LICENSE-MIXING   [plain text]


         License Mixing with apps, libcurl and Third Party Libraries
         ===========================================================

libcurl can be built to use a fair amount of various third party libraries,
libraries that are written and provided by other parties that are distributed
using their own licenses. Even libcurl itself contains code that may cause
problems to some. This document attempts to describe what licenses libcurl and
the other libraries use and what possible dilemmas linking and mixing them all
can lead to for end users.

I am not a lawyer and this is not legal advice!

One common dilemma is that GPL[1]-licensed code is not allowed to be linked
with code licensed under the Original BSD license (with the announcement
clause, unless there's a specified exception in the GPL-licensed module). You
may still build your own copies that use them all, but distributing them as
binaries would be to violate the GPL license - unless you accompany your
license with an exception[2]. This particular problem was addressed when the
Modified BSD license was created, which does not have the annoncement clause
that collides with GPL.

libcurl http://curl.haxx.se/docs/copyright.html

        Uses an MIT (or Modified BSD)-style license that is as liberal as
        possible.  Some of the source files that deal with KRB4 have Original
        BSD-style announce-clause licenses.

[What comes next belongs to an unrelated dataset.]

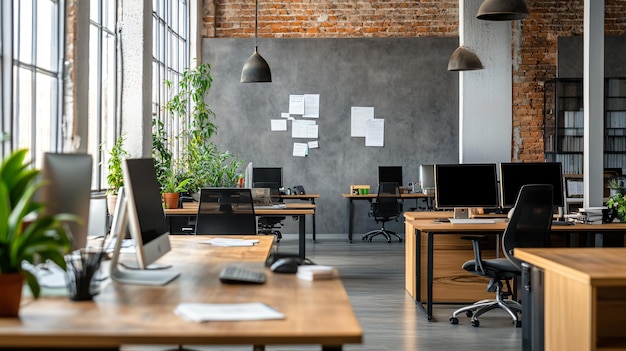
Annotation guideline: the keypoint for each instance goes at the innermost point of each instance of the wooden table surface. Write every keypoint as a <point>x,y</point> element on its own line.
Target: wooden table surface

You may not distribute binaries
        with krb4-enabled libcurl that also link with GPL-licensed code!

OpenSSL http://www.openssl.org/source/license.html

        Uses an Original BSD-style license with an announement clause that
        makes it "incompatible" with GPL. You are not allowed to ship binaries
        that link with OpenSSL that includes GPL code (unless that specific
        GPL code includes an exception for OpenSSL - a habit that is growing
        more and more common).

c-ares  http://daniel.haxx.se/projects/c-ares/license.html

        Uses an MIT license that is very liberal and imposes no restrictions
        on any other library or part you may link with.

zlib    http://www.gzip.org/zlib/zlib_license.html

        Uses an MIT-style license that shouldn't collide with any other
        library.

krb4

        While nothing in particular says that a Kerberos4 library must use any
        particular license, the one I've tried and used successfully so far
        (kth-krb4) is Original BSD-licensed with the announcement clause. Some
        of the code in libcurl that is written to deal with Kerberos4 likewise
        have such a license.

GSSAPI

        While nothing in particular says that a GSS/Kerberos5 library must use
        any particular license, the one I've used (Heimdal) is Original BSD-
        licensed with the announcement clause.

fbopenssl

        Unclear license. Based on its name, I assume that it uses the OpenSSL
        license and thus shares the same issues as described for OpenSSL
        above.

libidn  http://www.gnu.org/licenses/lgpl.html

        Uses the GNU Lesser General Public License. LGPL is a variation of GPL
        with slightly less aggressive "copyleft". This license requires more
        requirements to be met when distributing binaries, see the license for
        details. Also note that if you distribute a binary that includes this
        library, you must also include the full LGPL license text. Please
        properly point out what parts of the distributed package that the
        license addresses.

OpenLDAP http://www.openldap.org/software/release/license.html

        Uses a Modified BSD-style license. Since libcurl uses OpenLDAP as a
        shared library only, I have not heard of anyone that ships OpenLDAP
        linked with libcurl in an app.